This morning we found that the servers certificate expired overnight. Until now it had been automatically renewed every three months without a problem. We set it up using https://www.howtoforge.com/tutorial/securing-ispconfig-3-with-a-free-lets-encrypt-ssl-certificate/ Upon investigation, the renewing script at Code: /etc/init.d/le_ispc_pem.sh appears to have run properly, but the certificate files in Code: /etc/letsencrypt/archive/hostname -f/ are out dated. I'm not sure why they should suddenly stop being updated by LetsEncrypt, but any pointers on how to get fix this would be highly appreciated! Many thanks.
*** EXTRA INFORMATION *** Our company has two domain names ourdomain.info and ourdomain.net and the .info is used for the control panel on s1.ourdomain.info:8080 and the server fqdn is also s1.ourdomain.info. The .net is used for the company website and email. Some weeks ago, we redirected https://www.s1.ourdomain.info to https://ourdomain.net in case someone stumbled upon it (since we don't advertise the .info address). However, it seems that this has broken the certificate renewal. We're not sure how to recover from this! Please help!
Looks like I've finally fixed this. I had another domain which as luck would have it, when we set up the certificate for it, we included the hostname of the server (the one with the failed certificate and which ISPconfig runs), we included that in the same certificate as the other domain, although we weren't actually using that aspect of that certificate as the server still had it's own, until it broke last night. What I just did to fix it was run the following commands: Code: ln -sf /etc/letsencrypt/live/ourdomain.net/* /etc/letsencrypt/live/s1.ourdomain.info/ and then I restarted the services.
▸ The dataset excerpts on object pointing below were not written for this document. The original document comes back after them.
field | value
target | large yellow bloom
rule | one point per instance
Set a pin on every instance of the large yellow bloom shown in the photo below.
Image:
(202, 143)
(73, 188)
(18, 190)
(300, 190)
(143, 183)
Well, I don't think that is the right way of doing it simply because at least ourdomain.info is not s1.ourdomain.info as all can see with their naked eyes. Those who followed my old thread / tutorial in securing ISPConfig should already know by now that those methods are obsolete or at least deprecated. The best way is, first, undue all the steps thoroughly manually though I shared a script to undue them in the github as well, but I am not sure that it will work in all cases scenario. Second, force update ISPConfig opting to create SSL during that process, which should recreate all the necessary LE certs and links to all services for that server. Do check LE FAQ in case of failure to create LE Certs.